In editing modes, the model preserves original details by conditioning on both semantic tokens and latent representations from source images. It applies a targeted attention mechanism between old and new content to mimic reference styles efficiently, cutting down on processing while maintaining fidelity, similar to techniques in reference-only controls.
After initial training, GLM-Image refines both parts separately using reinforcement learning tailored to their roles. The auto-regressive generator hones broad alignment and appeal through scores on aesthetics, text accuracy via optical recognition, and content logic from vision-language evaluators. The decoder sharpens specifics with metrics for perceptual similarity, further text checks, and a model dedicated to realistic hand depictions, adapting optimization methods suitable for flow-based diffusion.
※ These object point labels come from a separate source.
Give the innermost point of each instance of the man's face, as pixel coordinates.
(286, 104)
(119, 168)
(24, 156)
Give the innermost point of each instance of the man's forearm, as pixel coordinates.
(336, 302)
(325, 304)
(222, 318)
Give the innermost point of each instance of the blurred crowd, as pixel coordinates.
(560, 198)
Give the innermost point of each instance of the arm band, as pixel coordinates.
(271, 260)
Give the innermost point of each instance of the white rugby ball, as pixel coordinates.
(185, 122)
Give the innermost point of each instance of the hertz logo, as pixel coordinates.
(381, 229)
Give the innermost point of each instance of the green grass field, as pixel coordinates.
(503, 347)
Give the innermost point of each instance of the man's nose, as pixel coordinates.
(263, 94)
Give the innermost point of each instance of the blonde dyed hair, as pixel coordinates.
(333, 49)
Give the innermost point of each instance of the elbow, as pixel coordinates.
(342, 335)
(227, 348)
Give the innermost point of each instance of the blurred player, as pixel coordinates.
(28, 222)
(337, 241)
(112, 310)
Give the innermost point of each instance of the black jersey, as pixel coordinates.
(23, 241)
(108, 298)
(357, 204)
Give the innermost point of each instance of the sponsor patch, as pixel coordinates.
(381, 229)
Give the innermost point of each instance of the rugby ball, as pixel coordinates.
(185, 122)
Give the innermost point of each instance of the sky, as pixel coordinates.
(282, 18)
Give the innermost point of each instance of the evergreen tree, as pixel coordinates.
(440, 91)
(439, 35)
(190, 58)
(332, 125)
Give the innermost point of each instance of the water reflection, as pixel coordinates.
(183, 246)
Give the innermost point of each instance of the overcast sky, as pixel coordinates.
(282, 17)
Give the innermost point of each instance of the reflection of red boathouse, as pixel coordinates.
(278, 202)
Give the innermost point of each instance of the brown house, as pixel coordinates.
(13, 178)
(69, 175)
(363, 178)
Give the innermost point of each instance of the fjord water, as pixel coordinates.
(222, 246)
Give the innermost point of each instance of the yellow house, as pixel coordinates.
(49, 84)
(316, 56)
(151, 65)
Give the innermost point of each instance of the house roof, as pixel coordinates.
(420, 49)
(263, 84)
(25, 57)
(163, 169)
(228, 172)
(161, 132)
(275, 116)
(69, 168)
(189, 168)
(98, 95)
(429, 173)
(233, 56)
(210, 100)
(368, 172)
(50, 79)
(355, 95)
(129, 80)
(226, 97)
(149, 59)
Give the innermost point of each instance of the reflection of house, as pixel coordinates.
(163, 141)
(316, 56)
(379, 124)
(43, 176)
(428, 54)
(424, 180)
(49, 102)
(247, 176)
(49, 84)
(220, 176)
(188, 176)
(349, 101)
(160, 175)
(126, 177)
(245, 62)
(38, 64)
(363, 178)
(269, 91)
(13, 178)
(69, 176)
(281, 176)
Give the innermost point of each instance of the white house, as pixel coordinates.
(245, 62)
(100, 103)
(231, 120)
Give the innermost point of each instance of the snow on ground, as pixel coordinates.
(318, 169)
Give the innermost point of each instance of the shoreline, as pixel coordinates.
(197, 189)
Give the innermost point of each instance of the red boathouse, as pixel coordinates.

On text-focused evaluations like CVTG-2k, GLM-Image leads open-source rivals in metrics such as normalized edit distance and word placement accuracy across multiple zones, outperforming models like Seedream 4.5 and Qwen-Image-2512 in average precision. The LongText-Bench highlights its strength in extended scripts, scoring high in both English and Chinese, trailing only closed-source options but surpassing most peers.
For broader assessments, it holds competitive ground. In OneIG for English prompts, it achieves a solid overall score of 0.528, close to top entries like Nano Banana 2.0 at 0.578, with strong text handling. Chinese prompts see it at 0.511 overall, again near leaders. DPG Bench rates it at 84.78 for detail and positioning, while TIFF Bench gives 81.02 for integrated image-text fidelity, positioning it among reliable performers without dominating every category.
This release advances open tools for image synthesis, particularly where precision matters, and invites developers to explore its capabilities for demanding creative and informational uses.